Films in the Animation strand at this year’s ASFF include Alisi Telengut’s Tears of Inge. In this short, a profound human-animal and human-nature relationship is represented by a painted world filled with a camel’s emotions, based on a real Mongolian nomadic story. Tears of Inge was painted frame by frame with the straight-ahead under-camera technique. It was painted on one piece of thick water colour paper with oil pastel and mixed painting materials. We speak to Telengut about telling a story through animation.
ASFF: Tears of Inge is based on a Mongolian nomadic story. What inspired you to tell this profound tale of a human-nature relationship?
AT: My grandmother did the narration and singing in the film. I was greatly influenced by my grandparents who used to live as nomads on the Mongolian grassland and they told me lots of stories and legends about nomadic life. Since this particular lifestyle is gradually disappearing, I want to represent the human-animal, human-nature relationship and nomadic traditions with animation as my medium.
ASFF: The animation short is entirely hand-painted. Why did you decide to use this medium?
AT: The film was made with the under-camera direct animation technique and it was painted frame-by-frame on a single piece of paper mainly with oil pastels. The movement was achieved by removing and adding colors every frame. I think it’s a way of time lapse photography of painting. I chose this particular technique because I like working with colors. I was influenced by my mother who wanted to become a painter. I remember we used to take a walk in the woods, and I was fascinated whenever I saw the colors and lights of trees changing with the sunlight. I always wanted to capture the stunning moments of the sceneries that had imprinted in my brain.
ASFF: Did you encounter any difficulties during the project?
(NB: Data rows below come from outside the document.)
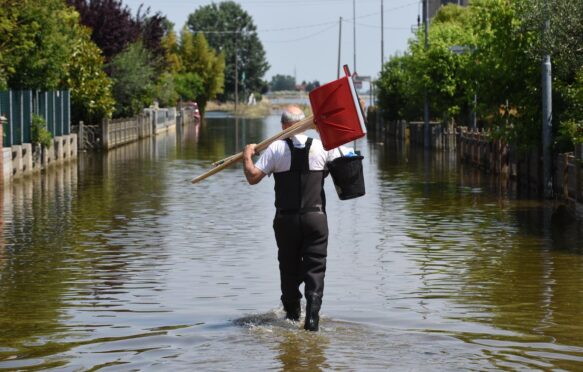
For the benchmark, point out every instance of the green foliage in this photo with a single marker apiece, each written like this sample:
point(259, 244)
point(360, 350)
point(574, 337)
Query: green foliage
point(91, 97)
point(39, 132)
point(165, 90)
point(189, 86)
point(200, 59)
point(240, 43)
point(484, 49)
point(397, 99)
point(282, 82)
point(132, 77)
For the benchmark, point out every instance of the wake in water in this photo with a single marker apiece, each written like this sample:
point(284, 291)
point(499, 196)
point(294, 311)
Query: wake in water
point(275, 320)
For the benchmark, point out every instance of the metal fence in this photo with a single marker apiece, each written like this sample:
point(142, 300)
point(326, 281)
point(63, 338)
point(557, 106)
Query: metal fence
point(19, 105)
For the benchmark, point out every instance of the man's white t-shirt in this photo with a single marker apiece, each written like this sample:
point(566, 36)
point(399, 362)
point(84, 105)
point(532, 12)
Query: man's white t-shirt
point(277, 157)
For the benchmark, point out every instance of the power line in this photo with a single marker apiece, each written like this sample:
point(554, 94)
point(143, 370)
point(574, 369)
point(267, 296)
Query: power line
point(303, 37)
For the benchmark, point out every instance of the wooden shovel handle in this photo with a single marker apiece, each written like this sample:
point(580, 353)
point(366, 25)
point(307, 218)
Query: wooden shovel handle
point(299, 127)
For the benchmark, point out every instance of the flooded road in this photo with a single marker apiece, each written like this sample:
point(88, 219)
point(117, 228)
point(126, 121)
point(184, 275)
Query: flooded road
point(119, 263)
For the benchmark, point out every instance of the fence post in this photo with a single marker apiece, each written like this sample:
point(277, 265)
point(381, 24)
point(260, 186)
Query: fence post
point(2, 121)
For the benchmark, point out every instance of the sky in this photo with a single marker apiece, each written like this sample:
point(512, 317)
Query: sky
point(300, 37)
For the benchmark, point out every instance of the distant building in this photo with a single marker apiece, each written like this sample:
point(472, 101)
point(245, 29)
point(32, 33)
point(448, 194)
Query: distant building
point(434, 5)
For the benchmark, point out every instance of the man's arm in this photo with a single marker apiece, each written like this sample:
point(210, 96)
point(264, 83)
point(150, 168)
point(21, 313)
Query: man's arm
point(253, 174)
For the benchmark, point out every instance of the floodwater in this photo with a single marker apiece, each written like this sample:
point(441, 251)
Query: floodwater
point(119, 263)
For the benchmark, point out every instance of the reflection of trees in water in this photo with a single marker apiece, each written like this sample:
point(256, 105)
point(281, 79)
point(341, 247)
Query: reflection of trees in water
point(514, 264)
point(216, 138)
point(301, 351)
point(58, 246)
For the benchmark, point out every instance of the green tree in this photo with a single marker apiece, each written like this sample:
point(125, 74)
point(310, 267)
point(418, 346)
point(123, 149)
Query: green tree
point(200, 59)
point(165, 90)
point(132, 77)
point(232, 31)
point(282, 82)
point(91, 97)
point(397, 97)
point(34, 42)
point(189, 86)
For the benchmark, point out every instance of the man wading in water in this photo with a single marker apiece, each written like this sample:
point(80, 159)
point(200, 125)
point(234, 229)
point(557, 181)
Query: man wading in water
point(300, 223)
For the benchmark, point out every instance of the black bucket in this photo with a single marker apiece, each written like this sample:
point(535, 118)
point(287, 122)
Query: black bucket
point(346, 172)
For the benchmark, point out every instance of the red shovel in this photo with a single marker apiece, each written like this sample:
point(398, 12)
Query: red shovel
point(338, 117)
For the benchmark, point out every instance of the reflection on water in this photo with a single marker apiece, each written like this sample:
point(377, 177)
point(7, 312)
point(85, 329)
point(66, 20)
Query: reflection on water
point(118, 261)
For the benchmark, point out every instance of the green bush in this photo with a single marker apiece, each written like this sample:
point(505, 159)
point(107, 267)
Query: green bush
point(40, 134)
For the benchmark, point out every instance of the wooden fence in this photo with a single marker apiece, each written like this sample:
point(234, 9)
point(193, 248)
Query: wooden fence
point(477, 147)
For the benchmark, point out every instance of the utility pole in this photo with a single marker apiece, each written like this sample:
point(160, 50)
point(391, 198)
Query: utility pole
point(547, 88)
point(354, 31)
point(425, 99)
point(382, 37)
point(339, 45)
point(236, 77)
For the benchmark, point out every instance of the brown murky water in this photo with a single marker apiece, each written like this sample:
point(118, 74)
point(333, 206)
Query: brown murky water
point(120, 263)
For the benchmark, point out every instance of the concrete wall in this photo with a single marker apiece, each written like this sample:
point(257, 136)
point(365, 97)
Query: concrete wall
point(22, 160)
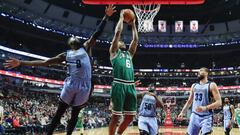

AT: From the idea development, research, though to the actual filming, making Tears of Inge required a lot of patience and time in solitude. I had to spend lots of time animating and shooting in a dark room. Also, because of the straight-ahead animation technique, I couldn’t go back to reshoot a frame when I made a mistake during the filming process. I had to live with the mistakes and tried to find ways to save them from getting worse.
ASFF: In your opinion, can traditional rituals or stories survive in modern-day societies?
AT: Traditional rituals and stories often have spiritual, meaningful and social goals. Even though they have survived in modern societies in a reduced level, I think people always have interests in reviving traditions in their cultures.
ASFF: Do you have any upcoming projects or screenings?
AT: Currently I’m working on an animated film based on the history and memories of the Kalmyk ethnic minority. It’s a lyrical representation of their diasporic and transnational identity. It will be completed in the summer of 2015.